Haywood, Pressure on My Heart
Pressure on My Heart is a salve. It’s sinewy musical veins throb and pulse. As singer-songwriter Leah Haywood, going by simply Haywood in her work, detangles the highest and lowest points of her life, the listener is provoked to confront their own. “It’s just another day in another damn life,” she exhales. The crunchy thump of percussion splinters her words, excavating the emotional center like a worm chomping through an apple’s core. This lyrical demonstration shines neon reds, blues, and yellows across 10 other songs. “Thinking of God” kneels about the altar of faith, friendship, and personal transformation, exposing those rotted layers we all eventually must repair. “Everyday is slipping through the cracks, and I can’t keep up,” she sings through parted lips.
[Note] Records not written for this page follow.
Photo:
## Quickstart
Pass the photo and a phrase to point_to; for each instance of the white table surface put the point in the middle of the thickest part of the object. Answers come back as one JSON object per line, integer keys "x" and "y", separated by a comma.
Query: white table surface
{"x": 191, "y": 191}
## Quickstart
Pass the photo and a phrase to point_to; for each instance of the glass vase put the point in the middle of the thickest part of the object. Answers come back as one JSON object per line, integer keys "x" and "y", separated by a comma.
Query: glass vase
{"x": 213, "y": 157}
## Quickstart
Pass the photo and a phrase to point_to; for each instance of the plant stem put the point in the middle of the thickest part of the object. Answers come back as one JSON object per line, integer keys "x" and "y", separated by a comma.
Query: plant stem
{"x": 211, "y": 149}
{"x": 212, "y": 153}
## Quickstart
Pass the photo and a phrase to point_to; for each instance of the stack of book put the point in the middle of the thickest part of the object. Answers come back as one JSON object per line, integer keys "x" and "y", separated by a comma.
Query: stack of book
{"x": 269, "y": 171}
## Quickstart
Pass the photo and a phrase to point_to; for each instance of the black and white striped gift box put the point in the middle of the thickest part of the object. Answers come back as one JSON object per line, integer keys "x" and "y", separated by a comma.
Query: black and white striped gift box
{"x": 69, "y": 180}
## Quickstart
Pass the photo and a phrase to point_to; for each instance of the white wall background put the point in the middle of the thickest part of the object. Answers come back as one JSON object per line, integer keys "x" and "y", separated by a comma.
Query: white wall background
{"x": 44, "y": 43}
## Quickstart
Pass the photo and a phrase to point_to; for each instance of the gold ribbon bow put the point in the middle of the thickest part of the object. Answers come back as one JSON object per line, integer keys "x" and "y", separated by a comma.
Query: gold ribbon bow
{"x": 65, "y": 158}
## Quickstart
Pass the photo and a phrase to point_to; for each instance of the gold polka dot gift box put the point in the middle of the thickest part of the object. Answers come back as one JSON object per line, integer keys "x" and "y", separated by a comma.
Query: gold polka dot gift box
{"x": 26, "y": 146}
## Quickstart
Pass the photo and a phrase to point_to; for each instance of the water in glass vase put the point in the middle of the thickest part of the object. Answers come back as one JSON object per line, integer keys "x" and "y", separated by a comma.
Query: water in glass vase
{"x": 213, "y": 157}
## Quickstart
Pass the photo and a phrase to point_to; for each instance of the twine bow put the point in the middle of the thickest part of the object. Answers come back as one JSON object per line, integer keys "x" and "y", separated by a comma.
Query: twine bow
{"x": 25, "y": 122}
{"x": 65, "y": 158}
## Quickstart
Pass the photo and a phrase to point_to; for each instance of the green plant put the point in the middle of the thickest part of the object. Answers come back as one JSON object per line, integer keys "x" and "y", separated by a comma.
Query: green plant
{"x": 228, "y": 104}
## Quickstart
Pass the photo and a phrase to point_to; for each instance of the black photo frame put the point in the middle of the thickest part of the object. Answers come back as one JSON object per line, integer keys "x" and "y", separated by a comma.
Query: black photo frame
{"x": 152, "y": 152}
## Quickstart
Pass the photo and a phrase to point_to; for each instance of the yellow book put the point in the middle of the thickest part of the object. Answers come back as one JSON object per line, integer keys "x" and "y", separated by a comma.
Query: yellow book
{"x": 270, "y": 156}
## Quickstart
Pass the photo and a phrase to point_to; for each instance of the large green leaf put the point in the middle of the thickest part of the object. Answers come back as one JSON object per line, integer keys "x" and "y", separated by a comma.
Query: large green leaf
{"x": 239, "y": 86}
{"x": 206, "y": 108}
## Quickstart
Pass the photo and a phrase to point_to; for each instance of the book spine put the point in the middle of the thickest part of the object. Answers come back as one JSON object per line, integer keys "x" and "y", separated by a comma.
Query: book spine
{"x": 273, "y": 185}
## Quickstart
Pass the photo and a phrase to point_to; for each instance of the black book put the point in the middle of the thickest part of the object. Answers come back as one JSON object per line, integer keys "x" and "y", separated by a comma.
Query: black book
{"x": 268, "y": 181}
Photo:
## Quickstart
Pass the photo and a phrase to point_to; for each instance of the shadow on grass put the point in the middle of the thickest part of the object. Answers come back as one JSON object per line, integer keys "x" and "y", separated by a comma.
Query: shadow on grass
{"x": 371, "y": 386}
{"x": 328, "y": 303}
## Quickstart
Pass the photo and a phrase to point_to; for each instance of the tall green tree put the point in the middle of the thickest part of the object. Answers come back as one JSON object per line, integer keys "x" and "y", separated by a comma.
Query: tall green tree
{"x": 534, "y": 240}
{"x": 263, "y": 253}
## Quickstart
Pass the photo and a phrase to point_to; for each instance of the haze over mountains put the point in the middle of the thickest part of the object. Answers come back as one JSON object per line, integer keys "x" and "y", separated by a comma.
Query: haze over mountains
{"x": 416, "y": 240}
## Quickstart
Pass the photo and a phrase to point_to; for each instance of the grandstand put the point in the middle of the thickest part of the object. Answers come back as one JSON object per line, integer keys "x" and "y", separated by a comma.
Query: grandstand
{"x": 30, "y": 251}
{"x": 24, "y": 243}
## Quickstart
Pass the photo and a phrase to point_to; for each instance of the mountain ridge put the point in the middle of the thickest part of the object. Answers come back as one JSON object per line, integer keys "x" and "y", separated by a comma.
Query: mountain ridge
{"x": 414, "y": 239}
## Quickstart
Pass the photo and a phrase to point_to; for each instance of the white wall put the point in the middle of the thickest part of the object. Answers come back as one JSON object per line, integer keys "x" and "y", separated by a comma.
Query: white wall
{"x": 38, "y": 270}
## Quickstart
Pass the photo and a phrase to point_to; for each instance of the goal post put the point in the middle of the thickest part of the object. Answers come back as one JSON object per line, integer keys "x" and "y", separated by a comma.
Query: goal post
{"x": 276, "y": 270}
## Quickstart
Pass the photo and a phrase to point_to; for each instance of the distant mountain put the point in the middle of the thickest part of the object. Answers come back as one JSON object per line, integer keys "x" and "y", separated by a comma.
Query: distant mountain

In “New York,” Haywood ritualizes her experiences in the City That Never Sleeps, those tiny sacrifices made on grimy streets and beneath a scorching sun. Perhaps among the year’s best songs, “Human to Fall Apart” powers up connective orbs around pain, sorrow, and suffering as universal structures, electrifying reminders that we need not be so hard on ourselves when life collapses down around us. Haywood has written songs for others for decades, and this is very first time we’re hearing her singular voice in bright, visionary beauty.
Deathcruiser, Self-Titled EP
Adam Roth responds to the cascade of the world burning with Deathcruiser. His brand new EP sinks like a lead balloon into the 2022 marshland with a resigned lip and a pen that carves into the epidermis. “I want to leave this world behind and burn down the castle in my mind,” he signals with brutal honesty on “Under Your Skin.” A theme of cleansing by fire soaks the record. Roth douses standout moments like “Night on Fire” and even the prickly and profound Lydia Luce-featuring opener “Life Number Two” with the sentiment, both explicitly and subtlety. “Don’t give up on yourself,” he encourages with the latter cut. But the heaviness still hangs off his tongue. It’s an acidic droplet waiting to free fall into the air and go “splat!” on the concrete below. Decorated in lacy piano, “Night Machine” is the exhale. It’s the reprieve after a necessary wringing through heartache and sorrow. It’s freeing. The space between Roth’s voice and the star-adorned arrangement rejuvenates down to the membrane. Roth’s first outing as Deathcruiser is as impressive as debuts come, and it’s abundantly clear he’s already mastered a singular songwriting voice of his own. And that’s the most thrilling thing of all.